Jul 24, 2020

NGPF Podcast: Author Eric Tyson shares strategies to help families figure out the college finance puzzle


Thanks to Eric Tyson for returning to the NGPF podcast to discuss his new book, Paying for College for Dummies. You might remember Eric from an earlier podcast episode where our focus was on personal finance and investing. He has taken on this new challenge of explaining how the college financial aid process works in ways that we can all understand. Now that is an admirable undertaking given its opacity! In this podcast, Eric shares common misconceptions that people have about financial aid, the prevalence of discounting in higher ed and how to think about negotiating for a better package in this age of Covid-19.  
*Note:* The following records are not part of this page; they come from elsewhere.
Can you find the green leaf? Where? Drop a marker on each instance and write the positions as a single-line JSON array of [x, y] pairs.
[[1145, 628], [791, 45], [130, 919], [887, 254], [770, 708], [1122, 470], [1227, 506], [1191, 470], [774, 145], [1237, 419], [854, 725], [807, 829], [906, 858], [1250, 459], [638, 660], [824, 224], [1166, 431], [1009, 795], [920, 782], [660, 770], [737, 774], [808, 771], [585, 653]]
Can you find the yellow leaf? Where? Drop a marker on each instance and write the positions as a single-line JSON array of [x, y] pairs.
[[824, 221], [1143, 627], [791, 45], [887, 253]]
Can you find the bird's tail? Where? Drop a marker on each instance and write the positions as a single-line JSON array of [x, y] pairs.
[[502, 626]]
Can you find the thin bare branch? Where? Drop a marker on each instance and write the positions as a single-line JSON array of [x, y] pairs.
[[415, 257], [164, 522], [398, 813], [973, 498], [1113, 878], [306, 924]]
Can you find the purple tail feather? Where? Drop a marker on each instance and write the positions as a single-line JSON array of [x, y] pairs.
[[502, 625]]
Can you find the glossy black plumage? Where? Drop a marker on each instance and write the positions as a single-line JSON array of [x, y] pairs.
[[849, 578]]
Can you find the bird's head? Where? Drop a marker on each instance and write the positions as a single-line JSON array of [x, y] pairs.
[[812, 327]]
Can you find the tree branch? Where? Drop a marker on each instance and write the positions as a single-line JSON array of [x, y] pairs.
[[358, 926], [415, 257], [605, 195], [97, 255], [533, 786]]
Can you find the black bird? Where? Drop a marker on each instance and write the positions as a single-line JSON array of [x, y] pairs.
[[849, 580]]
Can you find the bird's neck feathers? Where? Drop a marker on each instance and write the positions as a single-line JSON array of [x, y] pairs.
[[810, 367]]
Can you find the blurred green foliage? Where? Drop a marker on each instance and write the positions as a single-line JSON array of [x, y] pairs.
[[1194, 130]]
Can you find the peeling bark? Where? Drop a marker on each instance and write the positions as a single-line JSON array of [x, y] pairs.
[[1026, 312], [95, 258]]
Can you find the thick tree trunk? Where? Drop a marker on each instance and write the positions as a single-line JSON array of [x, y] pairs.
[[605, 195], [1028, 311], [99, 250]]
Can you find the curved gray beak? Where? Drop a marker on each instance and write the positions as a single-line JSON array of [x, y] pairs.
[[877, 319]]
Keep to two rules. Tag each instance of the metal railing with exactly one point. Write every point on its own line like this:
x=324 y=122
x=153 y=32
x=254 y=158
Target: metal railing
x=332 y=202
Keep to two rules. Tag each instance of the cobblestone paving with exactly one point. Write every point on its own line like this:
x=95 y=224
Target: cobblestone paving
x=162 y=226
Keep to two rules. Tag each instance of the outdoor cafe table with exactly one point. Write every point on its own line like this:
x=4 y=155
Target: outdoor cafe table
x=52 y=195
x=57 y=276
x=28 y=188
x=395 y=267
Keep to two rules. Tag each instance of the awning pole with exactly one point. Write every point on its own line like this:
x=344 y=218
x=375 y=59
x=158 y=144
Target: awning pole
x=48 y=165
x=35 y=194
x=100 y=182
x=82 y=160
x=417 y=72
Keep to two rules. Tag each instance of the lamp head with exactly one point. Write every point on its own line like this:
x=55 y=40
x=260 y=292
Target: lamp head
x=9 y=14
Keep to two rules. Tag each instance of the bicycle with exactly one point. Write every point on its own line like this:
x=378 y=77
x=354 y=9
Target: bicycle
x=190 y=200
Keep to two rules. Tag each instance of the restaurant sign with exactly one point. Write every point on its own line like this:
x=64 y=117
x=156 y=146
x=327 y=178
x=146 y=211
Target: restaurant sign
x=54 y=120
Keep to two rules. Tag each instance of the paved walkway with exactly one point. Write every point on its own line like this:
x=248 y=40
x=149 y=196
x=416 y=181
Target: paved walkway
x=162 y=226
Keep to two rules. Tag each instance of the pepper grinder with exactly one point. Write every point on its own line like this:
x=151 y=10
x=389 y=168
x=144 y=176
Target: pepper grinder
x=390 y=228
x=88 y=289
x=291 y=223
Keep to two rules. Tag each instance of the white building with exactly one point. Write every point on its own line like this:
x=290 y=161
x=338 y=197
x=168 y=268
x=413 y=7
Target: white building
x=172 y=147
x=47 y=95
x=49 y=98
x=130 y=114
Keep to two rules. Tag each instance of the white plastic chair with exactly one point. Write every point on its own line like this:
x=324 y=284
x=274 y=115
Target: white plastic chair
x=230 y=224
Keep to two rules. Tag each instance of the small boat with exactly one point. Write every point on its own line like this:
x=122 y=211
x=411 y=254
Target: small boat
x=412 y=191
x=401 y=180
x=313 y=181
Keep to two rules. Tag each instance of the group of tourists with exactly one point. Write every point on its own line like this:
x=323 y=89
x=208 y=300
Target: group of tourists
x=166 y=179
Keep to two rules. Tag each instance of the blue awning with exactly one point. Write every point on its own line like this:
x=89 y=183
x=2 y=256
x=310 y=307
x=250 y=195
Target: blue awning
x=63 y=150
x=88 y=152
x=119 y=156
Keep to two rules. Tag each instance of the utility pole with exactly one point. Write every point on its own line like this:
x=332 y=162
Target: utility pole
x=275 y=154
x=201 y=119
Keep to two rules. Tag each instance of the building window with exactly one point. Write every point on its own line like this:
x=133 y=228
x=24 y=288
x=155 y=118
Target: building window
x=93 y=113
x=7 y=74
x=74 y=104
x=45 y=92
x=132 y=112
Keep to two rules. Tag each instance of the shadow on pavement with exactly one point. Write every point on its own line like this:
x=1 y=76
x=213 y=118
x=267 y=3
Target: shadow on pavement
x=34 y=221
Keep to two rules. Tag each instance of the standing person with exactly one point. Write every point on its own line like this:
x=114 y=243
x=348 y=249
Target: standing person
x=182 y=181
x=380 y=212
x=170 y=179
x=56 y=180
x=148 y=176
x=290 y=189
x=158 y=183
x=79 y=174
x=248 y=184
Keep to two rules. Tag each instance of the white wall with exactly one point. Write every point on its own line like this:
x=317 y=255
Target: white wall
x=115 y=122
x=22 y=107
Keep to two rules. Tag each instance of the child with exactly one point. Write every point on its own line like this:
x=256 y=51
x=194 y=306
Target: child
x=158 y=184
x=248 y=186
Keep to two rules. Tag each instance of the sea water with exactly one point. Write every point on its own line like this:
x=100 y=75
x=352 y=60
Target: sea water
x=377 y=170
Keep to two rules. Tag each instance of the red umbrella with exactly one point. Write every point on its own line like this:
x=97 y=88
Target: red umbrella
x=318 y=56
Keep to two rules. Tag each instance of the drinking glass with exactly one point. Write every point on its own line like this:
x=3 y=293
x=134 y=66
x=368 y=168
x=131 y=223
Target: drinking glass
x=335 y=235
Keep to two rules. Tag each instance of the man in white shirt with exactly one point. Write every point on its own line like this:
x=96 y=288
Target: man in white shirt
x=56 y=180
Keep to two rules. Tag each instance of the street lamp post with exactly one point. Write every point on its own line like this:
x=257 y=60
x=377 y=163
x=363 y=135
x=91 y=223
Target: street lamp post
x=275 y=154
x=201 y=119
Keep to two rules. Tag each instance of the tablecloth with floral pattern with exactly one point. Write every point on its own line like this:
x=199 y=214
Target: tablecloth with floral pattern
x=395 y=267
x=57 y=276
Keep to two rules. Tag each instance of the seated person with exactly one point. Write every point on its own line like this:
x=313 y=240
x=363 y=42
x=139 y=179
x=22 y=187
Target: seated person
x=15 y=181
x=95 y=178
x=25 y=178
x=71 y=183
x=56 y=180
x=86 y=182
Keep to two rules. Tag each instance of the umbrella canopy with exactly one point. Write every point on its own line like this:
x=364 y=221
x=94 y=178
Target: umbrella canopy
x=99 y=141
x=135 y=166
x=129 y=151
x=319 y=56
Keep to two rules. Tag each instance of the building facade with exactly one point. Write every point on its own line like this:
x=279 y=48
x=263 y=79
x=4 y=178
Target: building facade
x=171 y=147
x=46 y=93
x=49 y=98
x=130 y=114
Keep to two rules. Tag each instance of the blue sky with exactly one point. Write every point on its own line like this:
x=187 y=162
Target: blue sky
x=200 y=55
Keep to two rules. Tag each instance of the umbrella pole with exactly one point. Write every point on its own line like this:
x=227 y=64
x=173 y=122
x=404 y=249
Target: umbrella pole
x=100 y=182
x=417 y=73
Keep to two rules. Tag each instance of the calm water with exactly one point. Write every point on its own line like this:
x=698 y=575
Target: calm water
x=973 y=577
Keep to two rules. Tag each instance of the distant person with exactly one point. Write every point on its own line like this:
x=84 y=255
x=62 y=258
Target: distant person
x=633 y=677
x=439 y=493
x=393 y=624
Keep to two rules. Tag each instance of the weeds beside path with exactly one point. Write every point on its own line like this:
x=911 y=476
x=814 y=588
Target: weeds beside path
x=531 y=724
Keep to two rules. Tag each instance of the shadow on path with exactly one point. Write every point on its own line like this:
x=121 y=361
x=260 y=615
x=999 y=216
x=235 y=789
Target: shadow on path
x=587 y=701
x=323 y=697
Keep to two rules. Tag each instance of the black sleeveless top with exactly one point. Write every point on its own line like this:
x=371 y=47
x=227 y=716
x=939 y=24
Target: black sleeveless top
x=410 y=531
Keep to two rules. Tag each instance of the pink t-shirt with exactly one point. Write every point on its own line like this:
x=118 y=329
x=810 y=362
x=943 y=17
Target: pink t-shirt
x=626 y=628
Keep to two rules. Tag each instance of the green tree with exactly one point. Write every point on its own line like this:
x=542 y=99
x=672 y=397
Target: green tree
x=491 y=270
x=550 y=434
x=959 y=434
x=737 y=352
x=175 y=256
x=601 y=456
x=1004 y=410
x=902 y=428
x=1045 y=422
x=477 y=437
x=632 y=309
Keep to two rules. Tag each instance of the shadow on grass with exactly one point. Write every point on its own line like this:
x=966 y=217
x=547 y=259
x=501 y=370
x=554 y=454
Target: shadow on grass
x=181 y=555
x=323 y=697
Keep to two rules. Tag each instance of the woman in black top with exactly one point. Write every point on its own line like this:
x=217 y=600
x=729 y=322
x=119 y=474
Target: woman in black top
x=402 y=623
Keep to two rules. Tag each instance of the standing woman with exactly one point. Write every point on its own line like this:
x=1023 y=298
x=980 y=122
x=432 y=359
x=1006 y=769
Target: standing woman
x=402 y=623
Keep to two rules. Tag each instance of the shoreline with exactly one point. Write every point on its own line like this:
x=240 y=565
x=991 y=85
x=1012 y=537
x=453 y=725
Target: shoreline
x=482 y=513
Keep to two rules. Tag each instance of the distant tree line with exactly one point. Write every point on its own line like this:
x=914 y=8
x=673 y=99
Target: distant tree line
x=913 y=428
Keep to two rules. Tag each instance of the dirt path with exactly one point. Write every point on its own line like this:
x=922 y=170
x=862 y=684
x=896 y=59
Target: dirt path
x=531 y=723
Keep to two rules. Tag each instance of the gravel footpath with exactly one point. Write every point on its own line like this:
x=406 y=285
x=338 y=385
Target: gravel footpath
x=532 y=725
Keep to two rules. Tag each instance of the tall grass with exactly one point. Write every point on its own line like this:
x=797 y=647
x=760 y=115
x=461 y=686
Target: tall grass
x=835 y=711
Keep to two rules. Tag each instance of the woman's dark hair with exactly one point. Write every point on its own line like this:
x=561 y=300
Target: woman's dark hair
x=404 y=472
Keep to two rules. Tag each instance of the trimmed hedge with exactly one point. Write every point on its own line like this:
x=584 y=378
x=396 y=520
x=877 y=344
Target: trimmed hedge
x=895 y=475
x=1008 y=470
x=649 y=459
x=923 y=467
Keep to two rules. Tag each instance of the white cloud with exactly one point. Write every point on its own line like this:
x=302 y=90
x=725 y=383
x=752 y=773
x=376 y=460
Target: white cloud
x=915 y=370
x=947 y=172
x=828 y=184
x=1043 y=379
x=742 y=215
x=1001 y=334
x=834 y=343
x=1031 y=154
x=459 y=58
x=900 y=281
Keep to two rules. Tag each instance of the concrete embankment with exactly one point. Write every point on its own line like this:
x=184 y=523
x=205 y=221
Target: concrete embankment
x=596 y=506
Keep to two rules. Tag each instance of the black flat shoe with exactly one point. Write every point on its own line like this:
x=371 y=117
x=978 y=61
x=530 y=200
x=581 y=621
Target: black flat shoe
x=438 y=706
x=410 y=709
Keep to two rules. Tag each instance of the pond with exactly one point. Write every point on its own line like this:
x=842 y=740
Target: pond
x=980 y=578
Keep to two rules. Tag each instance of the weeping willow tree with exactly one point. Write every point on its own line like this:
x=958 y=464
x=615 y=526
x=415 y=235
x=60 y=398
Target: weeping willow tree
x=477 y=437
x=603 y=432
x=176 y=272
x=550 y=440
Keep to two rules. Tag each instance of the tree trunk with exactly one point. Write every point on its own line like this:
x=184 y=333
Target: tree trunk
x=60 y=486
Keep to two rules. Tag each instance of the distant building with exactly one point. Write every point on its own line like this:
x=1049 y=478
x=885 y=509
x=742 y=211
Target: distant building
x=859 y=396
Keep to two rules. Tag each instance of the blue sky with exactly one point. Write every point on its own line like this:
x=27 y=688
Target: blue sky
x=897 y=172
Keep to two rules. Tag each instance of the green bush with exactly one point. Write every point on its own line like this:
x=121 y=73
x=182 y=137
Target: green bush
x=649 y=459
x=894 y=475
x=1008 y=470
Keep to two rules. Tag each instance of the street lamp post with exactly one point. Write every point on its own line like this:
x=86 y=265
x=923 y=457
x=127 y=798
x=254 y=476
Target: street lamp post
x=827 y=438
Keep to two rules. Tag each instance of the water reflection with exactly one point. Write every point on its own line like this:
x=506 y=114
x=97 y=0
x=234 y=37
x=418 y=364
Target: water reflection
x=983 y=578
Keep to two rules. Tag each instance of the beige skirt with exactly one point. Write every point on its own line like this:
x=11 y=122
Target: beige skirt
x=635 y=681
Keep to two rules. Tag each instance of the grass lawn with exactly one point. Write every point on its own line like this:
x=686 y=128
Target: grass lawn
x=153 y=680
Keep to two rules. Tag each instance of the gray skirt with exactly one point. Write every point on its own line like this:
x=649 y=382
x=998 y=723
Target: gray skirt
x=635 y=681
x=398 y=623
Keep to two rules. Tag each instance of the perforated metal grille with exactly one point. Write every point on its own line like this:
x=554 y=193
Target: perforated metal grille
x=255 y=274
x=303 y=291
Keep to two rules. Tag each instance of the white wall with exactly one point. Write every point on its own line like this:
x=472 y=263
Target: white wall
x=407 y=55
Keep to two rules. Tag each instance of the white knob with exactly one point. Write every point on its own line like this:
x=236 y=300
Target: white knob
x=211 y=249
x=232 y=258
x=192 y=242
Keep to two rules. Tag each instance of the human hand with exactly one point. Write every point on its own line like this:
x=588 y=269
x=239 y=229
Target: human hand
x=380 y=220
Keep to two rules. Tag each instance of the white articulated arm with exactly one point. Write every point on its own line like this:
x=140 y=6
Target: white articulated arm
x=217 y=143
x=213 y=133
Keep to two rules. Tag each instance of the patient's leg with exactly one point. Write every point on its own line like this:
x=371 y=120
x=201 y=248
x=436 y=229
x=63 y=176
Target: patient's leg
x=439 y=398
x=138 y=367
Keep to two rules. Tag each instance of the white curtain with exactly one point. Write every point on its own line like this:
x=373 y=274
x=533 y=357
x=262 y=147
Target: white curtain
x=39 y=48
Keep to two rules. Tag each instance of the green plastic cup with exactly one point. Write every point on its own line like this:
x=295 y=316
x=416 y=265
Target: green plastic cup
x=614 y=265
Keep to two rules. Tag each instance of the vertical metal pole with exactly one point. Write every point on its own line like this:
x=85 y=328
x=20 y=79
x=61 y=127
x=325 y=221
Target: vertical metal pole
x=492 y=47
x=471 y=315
  • 0:00~0:57 Introduction
  • 0:57~3:33 What got Eric to writing Personal Finance For Dummies
  • 3:33~7:47 Fee-only financial advisors and fiduciaries
  • 7:47~9:41 Paying for College For Dummies
  • 9:41~12:24 Alternatives to college
  • 12:24~16:18 Misconceptions people have about paying for college
  • 16:18~16:42 A word from NGPF
  • 16:42~18:18 How the financial aid process penalizes custodial accounts
  • 18:18~19:05 Average discount private colleges offer
  • 19:05~21:49 What will college look like in the fall?
  • 21:49~24:13 Leverage students have to ask for more financial aid
  • 24:13~26:17 Recommended resources
  • 26:17~29:36 What higher education looks like in the future
  • 29:36~30:45 Conclusion



  • “Even with all the articles and books written about the financial aid process, it’s still a very mysterious process and is poorly understood by most people. The good part of the reason for that is because colleges really don’t have any incentive for clearly explaining it to the public.”


About the Author

Tim Ranzetta

Tim's saving habits started at seven when a neighbor with a broken hip gave him a dog walking job. Her recovery, which took almost a year, resulted in Tim getting to know the bank tellers quite well (and accumulating a savings account balance of over $300!). His recent entrepreneurial adventures have included driving a shredding truck, analyzing executive compensation packages for Fortune 500 companies and helping families make better college financing decisions. After volunteering in 2010 to create and teach a personal finance program at Eastside College Prep in East Palo Alto, Tim saw firsthand the impact of an engaging and activity-based curriculum, which inspired him to start a new non-profit, Next Gen Personal Finance.